Services - Assessments

Check your IT security setup and get a clear view of your organisation’s cyber resilience along with advice on how to improve it.

At Arco IT we understand the digital challenges that you can encounter in your day to day activities, the often confusing variety of information that you receive about real or alleged cyber attacks, and the dangers your company faces when you are subjected to security threats.

We understand your company needs to be prepared for cyber attacks, to have the right systems and procedures in place, and to have an internal awareness of the potential consequences.

We can assess your IT security resilience and provide you with a clear view of the readiness of your security controls ability to respond to potential threats.

Arco IT has developed a set of procedures and actions to assess your IT security setup: Express Security Check, Security Check, Vulnerability Scan, Penetrating Test, and Threat Intelligence.


Express Security Check

Why? You’ve heard about the current security threats and would like a quick check to verify that the basics are covered in your company. You’re looking for a verification of proper setup of the key components of your security defense: multifactor-authentication, email security, web browsing security, endpoint malware management.

Result: You get an understanding of what you already have in terms of a security minimum and what steps you might still have to take to ensure better protection for your resources. You gain knowledge of the viability of your current set-up. This ensures that the first steps of security have been taken.

Security Check

Why? You want to assure that your IT security setup is well aligned to your specific organizational needs, the current security threat landscape, as well as legal and compliance requirements. You want to understand the strengths and weaknesses of your current setup, in order to plan any necessary changes. You know that your stakeholders need a simple picture of the risks and threats you face. And you want recommendations for short-term, mid- and long-term actions that will help you keep things safe.

Result: This extensive security check spotlights the gaps in your security setup and allows us to devise a comprehensive list of improvements to be made to your system. They provide guidance on the current state of IT management, and solid reasoning for your management and executives.

Vulnerability Scan

Why? Researchers and hacker discover new vulnerabilities every day. Even if you’ve set up your systems initially in a secure way, new risks make them increasingly vulnerable. You want to make sure that your systems cannot be exploited by known attack methods. You want to feel comfortable that your security standards and your patch management leave no options for easy attacks by new malware.
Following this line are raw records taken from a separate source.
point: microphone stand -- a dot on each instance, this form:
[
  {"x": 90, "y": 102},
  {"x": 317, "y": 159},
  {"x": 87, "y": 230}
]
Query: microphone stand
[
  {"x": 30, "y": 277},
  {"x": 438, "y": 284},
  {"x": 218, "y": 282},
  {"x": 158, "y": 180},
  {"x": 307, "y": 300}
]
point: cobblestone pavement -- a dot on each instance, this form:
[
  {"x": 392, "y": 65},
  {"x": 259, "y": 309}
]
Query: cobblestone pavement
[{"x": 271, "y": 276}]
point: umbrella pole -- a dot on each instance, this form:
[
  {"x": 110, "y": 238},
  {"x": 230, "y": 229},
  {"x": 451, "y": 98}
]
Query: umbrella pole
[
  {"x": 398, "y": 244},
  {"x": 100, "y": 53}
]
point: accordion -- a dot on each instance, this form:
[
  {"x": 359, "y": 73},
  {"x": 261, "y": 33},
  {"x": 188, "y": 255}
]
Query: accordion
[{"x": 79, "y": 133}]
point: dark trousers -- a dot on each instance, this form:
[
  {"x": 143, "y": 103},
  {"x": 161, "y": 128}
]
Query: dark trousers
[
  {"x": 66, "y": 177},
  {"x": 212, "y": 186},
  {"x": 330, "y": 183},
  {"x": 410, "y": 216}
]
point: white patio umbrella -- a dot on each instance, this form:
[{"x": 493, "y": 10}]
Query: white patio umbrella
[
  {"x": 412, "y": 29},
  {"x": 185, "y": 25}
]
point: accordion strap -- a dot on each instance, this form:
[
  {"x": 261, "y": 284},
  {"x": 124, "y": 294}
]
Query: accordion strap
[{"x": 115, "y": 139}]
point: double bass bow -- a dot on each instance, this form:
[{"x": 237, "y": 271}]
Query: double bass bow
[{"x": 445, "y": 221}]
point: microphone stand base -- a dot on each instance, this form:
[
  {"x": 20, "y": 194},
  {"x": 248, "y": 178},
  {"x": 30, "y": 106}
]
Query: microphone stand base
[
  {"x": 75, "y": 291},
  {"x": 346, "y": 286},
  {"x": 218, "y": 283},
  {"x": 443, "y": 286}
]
Result: You’re sure that your assets are in good shape and well protected from current exploits. You also know where your systems still have weaknesses so that you can keep these under closer supervision and take action more quickly if needed.

Penetration Testing

Why? Beyond the scan for known vulnerabilities, you want to test specific systems to prove that they cannot easily be hacked by an attacker. You’re ready to use an expert’s know-how and tailored work to put your system to a deep test of its defenses.

Result: The report of a penetration testing campaign shows how your company would fare in case of a serious and targeted attack on your system. You will know which technical and organizational aspects can lead to a security breach. You can plan actions to close the gaps.

Threat Intelligence

Why? Every day new avenues of exploit are becoming available to the attackers. Fortunately, security specialists are usually just as quick in detecting and preventing them and publishing these methods. We make sure we are continuously up to date with these methods so we can give your systems state-of-the-art protection. Our cutting edge expertise can also discover recent infections that were previously undetected.

Result: Your organisation can be safer because you can identify attackers even if they are using previously published methods, giving you a better chance to avoid major damage from attacks.